Тут я ему и говорю в сердцах: у меня, мол, картин уже с десяток накопилось, что с ними делать, не знаю. Он сразу же вызвался прийти ко мне домой и картины эти посмотреть. Пришел, рассмотрел все, объяснил, что к чему относится, какие вещи стоящие, а от каких лучше избавиться. Да так увлеченно, с огоньком, про все рассказывал, что я и сам загорелся. Стал литературу всяческую по искусству читать, с коллекционерами сдружился, вот и натаскался помаленьку.
Один раз купил за бесценок на толкучке картину, показываю знакомому знатоку, а он и говорит: «Да это же Сверчков! Тот самый, что придворным «лошадником» был и всю царскую конюшню живописал. Он и в Третьяковке есть, и в Русском музее. А как ты его высмотрел?»

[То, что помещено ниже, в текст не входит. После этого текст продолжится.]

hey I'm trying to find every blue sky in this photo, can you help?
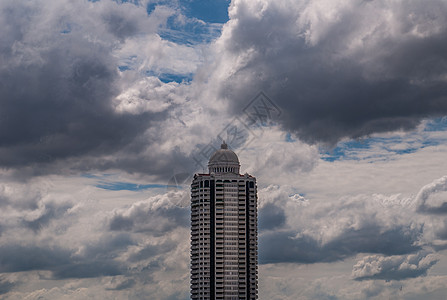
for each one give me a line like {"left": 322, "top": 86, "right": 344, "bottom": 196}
{"left": 147, "top": 0, "right": 230, "bottom": 23}
{"left": 322, "top": 117, "right": 447, "bottom": 162}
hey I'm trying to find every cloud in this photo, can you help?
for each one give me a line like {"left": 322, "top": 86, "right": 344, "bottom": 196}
{"left": 127, "top": 241, "right": 177, "bottom": 263}
{"left": 0, "top": 245, "right": 72, "bottom": 273}
{"left": 434, "top": 220, "right": 447, "bottom": 243}
{"left": 108, "top": 191, "right": 189, "bottom": 234}
{"left": 0, "top": 0, "right": 202, "bottom": 180}
{"left": 0, "top": 1, "right": 141, "bottom": 163}
{"left": 416, "top": 175, "right": 447, "bottom": 214}
{"left": 259, "top": 224, "right": 422, "bottom": 264}
{"left": 259, "top": 202, "right": 286, "bottom": 231}
{"left": 0, "top": 234, "right": 132, "bottom": 279}
{"left": 104, "top": 276, "right": 136, "bottom": 291}
{"left": 53, "top": 261, "right": 123, "bottom": 280}
{"left": 0, "top": 175, "right": 192, "bottom": 299}
{"left": 257, "top": 181, "right": 426, "bottom": 264}
{"left": 21, "top": 201, "right": 73, "bottom": 232}
{"left": 261, "top": 264, "right": 447, "bottom": 300}
{"left": 207, "top": 0, "right": 447, "bottom": 144}
{"left": 352, "top": 252, "right": 439, "bottom": 281}
{"left": 0, "top": 277, "right": 15, "bottom": 295}
{"left": 0, "top": 179, "right": 77, "bottom": 235}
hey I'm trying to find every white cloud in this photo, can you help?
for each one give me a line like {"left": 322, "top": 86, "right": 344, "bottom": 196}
{"left": 113, "top": 77, "right": 180, "bottom": 114}
{"left": 416, "top": 175, "right": 447, "bottom": 214}
{"left": 352, "top": 252, "right": 440, "bottom": 281}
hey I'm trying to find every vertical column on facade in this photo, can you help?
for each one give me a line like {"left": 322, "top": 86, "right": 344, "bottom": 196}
{"left": 222, "top": 180, "right": 240, "bottom": 300}
{"left": 238, "top": 180, "right": 247, "bottom": 299}
{"left": 190, "top": 180, "right": 199, "bottom": 299}
{"left": 214, "top": 179, "right": 224, "bottom": 299}
{"left": 245, "top": 181, "right": 251, "bottom": 299}
{"left": 191, "top": 178, "right": 216, "bottom": 300}
{"left": 249, "top": 180, "right": 258, "bottom": 299}
{"left": 209, "top": 180, "right": 216, "bottom": 300}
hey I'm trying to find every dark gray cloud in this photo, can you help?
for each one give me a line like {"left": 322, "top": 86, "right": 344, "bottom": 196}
{"left": 53, "top": 261, "right": 123, "bottom": 279}
{"left": 21, "top": 201, "right": 73, "bottom": 232}
{"left": 128, "top": 241, "right": 176, "bottom": 262}
{"left": 51, "top": 260, "right": 126, "bottom": 279}
{"left": 105, "top": 277, "right": 136, "bottom": 291}
{"left": 433, "top": 219, "right": 447, "bottom": 251}
{"left": 0, "top": 245, "right": 73, "bottom": 273}
{"left": 0, "top": 233, "right": 135, "bottom": 279}
{"left": 0, "top": 183, "right": 191, "bottom": 295}
{"left": 0, "top": 209, "right": 132, "bottom": 280}
{"left": 435, "top": 220, "right": 447, "bottom": 240}
{"left": 0, "top": 0, "right": 183, "bottom": 179}
{"left": 420, "top": 203, "right": 447, "bottom": 214}
{"left": 0, "top": 277, "right": 16, "bottom": 295}
{"left": 259, "top": 225, "right": 422, "bottom": 264}
{"left": 216, "top": 0, "right": 447, "bottom": 144}
{"left": 81, "top": 233, "right": 135, "bottom": 261}
{"left": 259, "top": 202, "right": 286, "bottom": 231}
{"left": 0, "top": 182, "right": 74, "bottom": 234}
{"left": 109, "top": 196, "right": 189, "bottom": 235}
{"left": 110, "top": 215, "right": 135, "bottom": 231}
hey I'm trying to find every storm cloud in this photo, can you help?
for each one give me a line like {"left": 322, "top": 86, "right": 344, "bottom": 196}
{"left": 259, "top": 225, "right": 422, "bottom": 264}
{"left": 0, "top": 0, "right": 188, "bottom": 179}
{"left": 258, "top": 202, "right": 286, "bottom": 231}
{"left": 211, "top": 0, "right": 447, "bottom": 144}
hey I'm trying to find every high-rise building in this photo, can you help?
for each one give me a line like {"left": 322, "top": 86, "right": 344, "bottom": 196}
{"left": 190, "top": 142, "right": 258, "bottom": 300}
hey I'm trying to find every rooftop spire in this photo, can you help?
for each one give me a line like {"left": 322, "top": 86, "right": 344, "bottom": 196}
{"left": 221, "top": 140, "right": 228, "bottom": 149}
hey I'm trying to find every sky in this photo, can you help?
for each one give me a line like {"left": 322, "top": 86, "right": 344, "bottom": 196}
{"left": 1, "top": 0, "right": 447, "bottom": 299}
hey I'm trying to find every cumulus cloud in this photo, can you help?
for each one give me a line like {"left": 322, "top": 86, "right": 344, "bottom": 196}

Ну, я ему и объясняю: «Очень просто. На картине этой лошади с большим знанием их природы изображены, а я, как урожденный крестьянин, в лошадях разбираюсь».
Теперь, знаете ли, я авангардным искусством интересуюсь, тем, что до 30-х годов делали. Ощущаю я в нем особый задор и некий тип мечты, которую я для себя лично определил, как великая утопия. Но и теперешнее «независимое искусство» мне интересно, поскольку в нем совсем все наоборот – не утопия, а издевка над утопией. И выглядит это очень убедительно, прямо по Шестову: верую, ибо абсурдно.
У Александра Герасимова есть картина «И.В. Сталин и К.Е. Ворошилов в Кремле».[94] На ней товарищи Сталин и Ворошилов идут себе вместе по асфальтовому тротуару в Кремле, и мило беседуют. Перед ними открывается панорама новой Москвы: огромное здание Дома Правительства, возвышающееся над старыми домами Замоскворечья, фабрики и заводы, гранитные набережные Москвы-реки и недавно построенный широкий Каменный мост. Взор вождей устремлен в направлении будущего Дворца Советов, строящегося на месте взорванного храма Христа Спасителя. Дождик моросит, асфальт, булыжники мостовой и сапоги сверкают, усы вождей топорщатся, средь набухших туч пробивается небесная лазурь… Вожди молоды, красивы, полны энергии, целеустремленности, величественной собранности и решительности.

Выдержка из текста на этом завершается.